Being able to share my life with her in this way has been profoundly healing and I don’t know how we both managed before. Having someone that can be honest with you and encourage you in moments of doubt has allowed me to reach even higher that I ever could alone.

Is photography somehow a form of therapy for you? Is there an element of catharsis in each project?

Being creative is therapy. I experience extreme sensory overload and emotional dis-regulation when I am overwhelmed with emotion or pain. It is all consuming and my brain dissociates as a protective mechanism. Creating art seems to be the only way I can access and process what is happening for me internally. It is as essential to me as breathing.

Photo, Feminazi. Courtesy of © Arrayah Loynd

Is there one specific photographic technique that best suits your work? How do the technical and visual aesthetics for each project develop?

My work is very experimental.
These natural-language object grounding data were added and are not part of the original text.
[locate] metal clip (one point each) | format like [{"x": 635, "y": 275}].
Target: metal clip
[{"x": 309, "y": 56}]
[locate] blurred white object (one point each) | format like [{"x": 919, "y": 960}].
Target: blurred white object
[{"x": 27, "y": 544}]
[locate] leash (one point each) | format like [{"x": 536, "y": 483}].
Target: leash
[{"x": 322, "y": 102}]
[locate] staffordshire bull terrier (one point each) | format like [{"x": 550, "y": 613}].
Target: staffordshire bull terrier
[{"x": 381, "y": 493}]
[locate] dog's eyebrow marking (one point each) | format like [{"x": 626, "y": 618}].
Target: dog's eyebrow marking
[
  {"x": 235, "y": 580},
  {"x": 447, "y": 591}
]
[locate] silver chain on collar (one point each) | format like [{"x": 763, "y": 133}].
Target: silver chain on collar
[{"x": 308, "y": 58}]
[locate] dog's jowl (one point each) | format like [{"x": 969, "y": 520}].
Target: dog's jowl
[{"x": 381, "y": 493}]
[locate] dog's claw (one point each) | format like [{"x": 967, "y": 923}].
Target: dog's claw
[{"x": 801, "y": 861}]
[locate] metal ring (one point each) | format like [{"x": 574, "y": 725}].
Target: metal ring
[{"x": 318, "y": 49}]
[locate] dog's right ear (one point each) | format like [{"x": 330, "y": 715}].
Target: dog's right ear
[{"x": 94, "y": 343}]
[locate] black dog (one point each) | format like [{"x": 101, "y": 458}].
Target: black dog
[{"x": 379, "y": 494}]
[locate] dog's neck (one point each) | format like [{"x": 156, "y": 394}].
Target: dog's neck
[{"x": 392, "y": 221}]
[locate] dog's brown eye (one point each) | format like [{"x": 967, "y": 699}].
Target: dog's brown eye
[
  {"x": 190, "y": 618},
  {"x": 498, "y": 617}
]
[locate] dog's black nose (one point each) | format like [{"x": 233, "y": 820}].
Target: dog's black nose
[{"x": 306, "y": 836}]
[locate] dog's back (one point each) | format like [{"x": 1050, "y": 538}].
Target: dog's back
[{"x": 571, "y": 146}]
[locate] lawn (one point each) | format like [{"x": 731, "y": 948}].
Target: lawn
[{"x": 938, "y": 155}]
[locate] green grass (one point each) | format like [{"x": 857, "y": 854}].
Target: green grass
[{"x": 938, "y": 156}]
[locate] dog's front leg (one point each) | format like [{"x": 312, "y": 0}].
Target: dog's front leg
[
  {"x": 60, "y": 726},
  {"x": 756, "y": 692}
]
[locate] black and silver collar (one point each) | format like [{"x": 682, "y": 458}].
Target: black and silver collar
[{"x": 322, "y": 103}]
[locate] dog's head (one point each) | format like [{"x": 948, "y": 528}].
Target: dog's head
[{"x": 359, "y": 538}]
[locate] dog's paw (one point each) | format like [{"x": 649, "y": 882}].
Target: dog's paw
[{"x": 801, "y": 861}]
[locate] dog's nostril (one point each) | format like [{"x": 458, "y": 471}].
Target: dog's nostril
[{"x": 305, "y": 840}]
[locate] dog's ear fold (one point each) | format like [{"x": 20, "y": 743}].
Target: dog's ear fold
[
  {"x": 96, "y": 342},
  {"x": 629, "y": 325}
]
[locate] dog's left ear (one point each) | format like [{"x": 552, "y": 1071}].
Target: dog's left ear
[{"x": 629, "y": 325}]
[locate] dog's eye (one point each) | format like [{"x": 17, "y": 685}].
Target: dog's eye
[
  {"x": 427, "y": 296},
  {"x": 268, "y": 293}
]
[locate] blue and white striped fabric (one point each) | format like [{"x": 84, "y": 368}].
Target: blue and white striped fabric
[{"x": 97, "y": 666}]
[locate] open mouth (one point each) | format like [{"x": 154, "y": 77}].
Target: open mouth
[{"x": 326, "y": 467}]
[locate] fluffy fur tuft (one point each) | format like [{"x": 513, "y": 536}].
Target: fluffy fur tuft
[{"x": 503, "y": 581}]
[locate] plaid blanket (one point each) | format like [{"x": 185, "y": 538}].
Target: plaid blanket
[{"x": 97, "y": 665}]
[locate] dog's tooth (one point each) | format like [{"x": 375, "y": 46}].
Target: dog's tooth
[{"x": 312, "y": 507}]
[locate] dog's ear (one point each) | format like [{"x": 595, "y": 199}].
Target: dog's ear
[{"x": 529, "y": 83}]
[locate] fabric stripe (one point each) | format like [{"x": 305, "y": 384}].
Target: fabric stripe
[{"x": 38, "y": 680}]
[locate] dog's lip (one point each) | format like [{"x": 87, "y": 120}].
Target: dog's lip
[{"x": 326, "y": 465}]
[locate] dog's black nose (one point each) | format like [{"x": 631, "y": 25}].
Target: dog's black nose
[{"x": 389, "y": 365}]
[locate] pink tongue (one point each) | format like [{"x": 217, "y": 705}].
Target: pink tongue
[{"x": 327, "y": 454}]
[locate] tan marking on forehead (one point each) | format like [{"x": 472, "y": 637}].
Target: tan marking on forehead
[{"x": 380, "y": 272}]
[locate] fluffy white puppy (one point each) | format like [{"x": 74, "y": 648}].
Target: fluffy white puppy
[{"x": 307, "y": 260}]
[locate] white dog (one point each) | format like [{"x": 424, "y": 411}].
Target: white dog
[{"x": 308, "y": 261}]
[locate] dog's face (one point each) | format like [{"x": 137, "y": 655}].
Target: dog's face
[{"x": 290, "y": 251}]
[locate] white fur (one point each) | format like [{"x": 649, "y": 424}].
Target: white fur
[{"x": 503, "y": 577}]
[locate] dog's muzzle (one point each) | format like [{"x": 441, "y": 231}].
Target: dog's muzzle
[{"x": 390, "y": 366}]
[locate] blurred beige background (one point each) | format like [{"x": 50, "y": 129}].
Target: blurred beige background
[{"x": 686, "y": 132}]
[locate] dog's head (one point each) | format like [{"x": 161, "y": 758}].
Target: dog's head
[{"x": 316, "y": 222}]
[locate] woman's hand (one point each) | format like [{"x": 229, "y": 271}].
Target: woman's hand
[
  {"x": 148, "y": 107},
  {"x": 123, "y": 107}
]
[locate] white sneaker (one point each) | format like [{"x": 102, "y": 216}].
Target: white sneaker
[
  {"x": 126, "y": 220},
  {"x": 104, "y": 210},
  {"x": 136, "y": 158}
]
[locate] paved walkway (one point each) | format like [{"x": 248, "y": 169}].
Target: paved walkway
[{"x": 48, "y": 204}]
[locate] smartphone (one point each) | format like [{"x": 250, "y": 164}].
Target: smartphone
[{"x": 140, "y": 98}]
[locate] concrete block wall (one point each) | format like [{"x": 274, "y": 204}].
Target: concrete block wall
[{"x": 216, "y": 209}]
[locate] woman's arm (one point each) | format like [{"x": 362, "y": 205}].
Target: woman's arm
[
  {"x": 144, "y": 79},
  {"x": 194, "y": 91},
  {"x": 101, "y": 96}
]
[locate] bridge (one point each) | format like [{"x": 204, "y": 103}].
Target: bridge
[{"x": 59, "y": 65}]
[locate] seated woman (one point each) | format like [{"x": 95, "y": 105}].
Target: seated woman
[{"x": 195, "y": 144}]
I taught photography in higher education for 10 years but always felt limited by the rules in regards to how you process an image. I think having a
vast amount of skills in PS has allowed me to understand how to break the rules and push the boundaries to better reflect what is in my mind.

I have developed some very unusual techniques in masking and blending of images that is always evolving and each new project springboards from the previous one in refining those techniques. I have a great love of color which I use in nearly all of my work - rich, saturated and often at odds with the subject matter. It is how I see the world, full of exquisite detail. I love creating beauty from pain and it is what keeps me going.